On whether he's concerned that this could be a jobless recovery
No, I don't believe that. People are going to go back to work and people are going to get back to work. ... The president has made it very clear with the American Rescue Plan about strengthening and getting this economy moving forward. ... We are definitely moving in the right direction. Hospitality is opening in the different areas. We saw an increase in retail as well — in-person retail. But there's still lots of lots of people still working from home or looking for employment.
On whether unemployment benefits discourage people from looking for work
You know, I don't like when people talk about generous unemployment benefits because unemployment benefits are there to help people in very difficult, bad times. And many, many Americans have gone through very difficult, bad times for the last year.
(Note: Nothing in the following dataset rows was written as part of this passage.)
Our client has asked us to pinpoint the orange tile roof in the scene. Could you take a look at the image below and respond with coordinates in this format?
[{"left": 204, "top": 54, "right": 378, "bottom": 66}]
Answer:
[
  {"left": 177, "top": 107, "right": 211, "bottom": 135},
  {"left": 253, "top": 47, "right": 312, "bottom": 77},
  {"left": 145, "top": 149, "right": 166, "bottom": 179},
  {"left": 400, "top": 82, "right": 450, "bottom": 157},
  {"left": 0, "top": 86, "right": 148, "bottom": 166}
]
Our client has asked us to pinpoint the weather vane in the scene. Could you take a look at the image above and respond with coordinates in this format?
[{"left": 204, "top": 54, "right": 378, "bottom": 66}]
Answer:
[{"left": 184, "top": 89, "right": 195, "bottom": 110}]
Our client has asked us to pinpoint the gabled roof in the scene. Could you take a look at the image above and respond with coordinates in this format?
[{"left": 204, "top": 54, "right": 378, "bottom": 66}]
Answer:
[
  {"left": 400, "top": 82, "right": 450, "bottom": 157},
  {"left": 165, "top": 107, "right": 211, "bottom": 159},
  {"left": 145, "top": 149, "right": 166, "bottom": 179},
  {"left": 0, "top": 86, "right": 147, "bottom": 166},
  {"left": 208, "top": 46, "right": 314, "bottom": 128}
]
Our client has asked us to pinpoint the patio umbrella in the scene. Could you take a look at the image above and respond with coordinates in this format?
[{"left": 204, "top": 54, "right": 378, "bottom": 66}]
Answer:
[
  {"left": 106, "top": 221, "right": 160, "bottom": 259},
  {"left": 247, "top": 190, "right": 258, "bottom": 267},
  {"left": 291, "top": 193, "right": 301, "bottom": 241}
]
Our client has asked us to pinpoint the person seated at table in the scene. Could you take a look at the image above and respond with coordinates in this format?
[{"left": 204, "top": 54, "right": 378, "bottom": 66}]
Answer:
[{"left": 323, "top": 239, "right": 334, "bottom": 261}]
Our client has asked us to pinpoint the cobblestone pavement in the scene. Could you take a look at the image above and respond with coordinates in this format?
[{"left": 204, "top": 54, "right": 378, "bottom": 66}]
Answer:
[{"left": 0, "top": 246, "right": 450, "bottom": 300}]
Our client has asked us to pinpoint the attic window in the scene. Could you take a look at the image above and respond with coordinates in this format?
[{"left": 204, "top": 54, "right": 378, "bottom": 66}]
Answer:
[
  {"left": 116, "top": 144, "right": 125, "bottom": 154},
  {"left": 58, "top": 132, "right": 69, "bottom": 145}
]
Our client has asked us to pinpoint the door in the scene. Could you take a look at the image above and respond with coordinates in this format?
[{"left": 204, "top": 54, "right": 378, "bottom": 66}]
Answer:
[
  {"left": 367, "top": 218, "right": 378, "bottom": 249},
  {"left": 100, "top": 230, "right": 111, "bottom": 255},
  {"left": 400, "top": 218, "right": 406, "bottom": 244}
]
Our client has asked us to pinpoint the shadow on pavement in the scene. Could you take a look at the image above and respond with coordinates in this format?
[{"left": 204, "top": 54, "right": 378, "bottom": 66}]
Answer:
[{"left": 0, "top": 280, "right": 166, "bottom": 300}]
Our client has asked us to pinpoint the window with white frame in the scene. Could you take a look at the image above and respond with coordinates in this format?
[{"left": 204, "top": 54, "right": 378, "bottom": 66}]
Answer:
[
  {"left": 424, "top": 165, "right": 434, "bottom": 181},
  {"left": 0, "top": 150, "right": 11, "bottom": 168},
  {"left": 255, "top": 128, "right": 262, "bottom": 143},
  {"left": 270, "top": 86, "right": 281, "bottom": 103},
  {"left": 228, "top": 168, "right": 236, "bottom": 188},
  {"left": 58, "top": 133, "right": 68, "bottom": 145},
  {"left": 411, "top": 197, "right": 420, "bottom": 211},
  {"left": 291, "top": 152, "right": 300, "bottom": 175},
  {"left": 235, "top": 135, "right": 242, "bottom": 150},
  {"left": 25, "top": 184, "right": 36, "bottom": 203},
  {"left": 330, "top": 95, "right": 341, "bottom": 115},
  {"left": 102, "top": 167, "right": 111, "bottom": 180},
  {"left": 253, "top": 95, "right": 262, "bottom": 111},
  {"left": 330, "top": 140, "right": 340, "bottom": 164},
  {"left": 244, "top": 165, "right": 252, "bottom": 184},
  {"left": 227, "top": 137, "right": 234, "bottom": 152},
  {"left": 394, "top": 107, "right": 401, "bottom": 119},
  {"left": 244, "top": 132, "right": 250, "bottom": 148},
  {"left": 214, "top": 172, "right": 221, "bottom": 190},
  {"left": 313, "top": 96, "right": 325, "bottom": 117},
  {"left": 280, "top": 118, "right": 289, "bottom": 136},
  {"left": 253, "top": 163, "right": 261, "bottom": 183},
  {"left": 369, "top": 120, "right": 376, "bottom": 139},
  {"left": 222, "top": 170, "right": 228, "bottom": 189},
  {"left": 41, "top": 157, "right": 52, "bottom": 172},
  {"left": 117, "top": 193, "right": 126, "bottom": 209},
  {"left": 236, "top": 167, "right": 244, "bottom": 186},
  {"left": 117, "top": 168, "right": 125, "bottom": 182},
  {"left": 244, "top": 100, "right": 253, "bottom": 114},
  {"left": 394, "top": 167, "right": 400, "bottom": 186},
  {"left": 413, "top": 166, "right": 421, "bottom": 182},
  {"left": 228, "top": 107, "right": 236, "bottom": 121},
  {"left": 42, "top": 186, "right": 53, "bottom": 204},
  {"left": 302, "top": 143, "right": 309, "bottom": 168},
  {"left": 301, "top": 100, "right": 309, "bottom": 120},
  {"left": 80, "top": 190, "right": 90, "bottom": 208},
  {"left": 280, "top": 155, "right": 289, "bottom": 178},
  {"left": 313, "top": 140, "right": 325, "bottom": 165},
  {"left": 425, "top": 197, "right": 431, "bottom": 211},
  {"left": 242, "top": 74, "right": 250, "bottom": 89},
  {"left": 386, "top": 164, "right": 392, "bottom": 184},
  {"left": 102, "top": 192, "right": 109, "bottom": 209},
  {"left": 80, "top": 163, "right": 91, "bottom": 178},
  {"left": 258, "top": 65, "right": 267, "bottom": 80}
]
I think what we're seeing is that there are still major barriers to getting people back into the workforce ... lack of child care, also schools, you know, hybrid learning — in-person learning and online learning. People worried about the virus, people [worried] about getting vaccinated, people that are caretakers. So there's still barriers there. I'm not saying that's the whole excuse. ... People want to be back in the workplace. People want to be back working. ... With unemployment benefits, you don't get health care. You don't build your pension up. You don't build all of those programs that you need to move forward.
On helping women get back into the workforce
A couple weeks ago, the president and the White House released $30 billion ... to deal with that specific issue of child care. And it's about making investments in the child care facilities around our country. And that money is getting out around the country right now. So that's one one aspect. ... We need to make sure if we're going to have a strong recovery — a strong, equitable recovery — we need to get women back into the workforce.
And that's something that the president is focused on. That's something that I'm focused on here at the Department of Labor, as well as our unemployment numbers in the Black community. Today it is 9.7%. So our communities of color have higher unemployment rates than their white counterparts. ... We've always seen that discrepancy going back generations. But we have to be really intentional about investments that we're making to make sure that as we recover from the pandemic, it's an equitable recovery for all — for women and for people of color.